Thanks to a steer from flyingalbatross1 during a discussion on reddit.com you can indeed install and setup SNMP on the UDM Pro. I thought I’d capture and share the steps here, for my own benefit and should others be searching for this information.
This guide is written with the following versions:
- UDM Pro firmware: 1.8.0
- Unifi Network: 6.0.28
Install SNMP
First you need to be able to SSH into the UDM-Pro. If you’ve not already enabled this you need to login to your UDM-Pro and in UniFi Settings -> Advanced, enable SSH and set a password.

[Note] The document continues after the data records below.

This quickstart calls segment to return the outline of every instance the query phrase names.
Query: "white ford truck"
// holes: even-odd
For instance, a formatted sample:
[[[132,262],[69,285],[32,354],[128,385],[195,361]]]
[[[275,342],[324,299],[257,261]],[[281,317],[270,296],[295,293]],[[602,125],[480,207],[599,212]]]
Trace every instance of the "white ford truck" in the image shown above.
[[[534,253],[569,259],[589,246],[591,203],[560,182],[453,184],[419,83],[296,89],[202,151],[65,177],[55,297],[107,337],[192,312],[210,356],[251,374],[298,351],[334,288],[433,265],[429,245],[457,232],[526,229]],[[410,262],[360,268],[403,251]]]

Now SSH into the UDM Pro and login using the username root and the password set above. Once logged in you need to launch the shell unifi-os shell which opens a bash shell to continue setup.
- Update the available packages
- Install snmp, snmpd, libsnmp-dev and a nano, a text editor needed to edit the snmp configuration files
login as: root
Welcome to UbiOS
By logging in, accessing, or using the Ubiquiti product, you
acknowledge that you have read and understood the Ubiquiti
License Agreement and agree to be bound by its terms.
[email protected]'s password:
___ ___ .__________.__
| | |____ |__\_ ____/__|
| | / \| || __) | | (c) 2010-2020
| | | | \ || \ | | Ubiquiti Inc.
|______|___| /__||__/ |__|
|_/ http://www.ui.com
Welcome to UniFi Dream Machine!
# unifi-os shell
[email protected]:/#sudo apt update
sudo apt-get -y install snmp snmpd libsnmp-dev nanoConfigure SNMP
Once installation is complete the snmp daemon (snmpd) needs to be configured by editing snmpd.conf file. There are two copies of this file one in /etc/snmp/snmpd.conf and the other in /usr/share/snmp/snmpd.conf You can edit one file (nano /etc/snmp/snmpd.conf) and copy to the other (which is what I did) or you could probably create a symlink instead, (comment below if that works).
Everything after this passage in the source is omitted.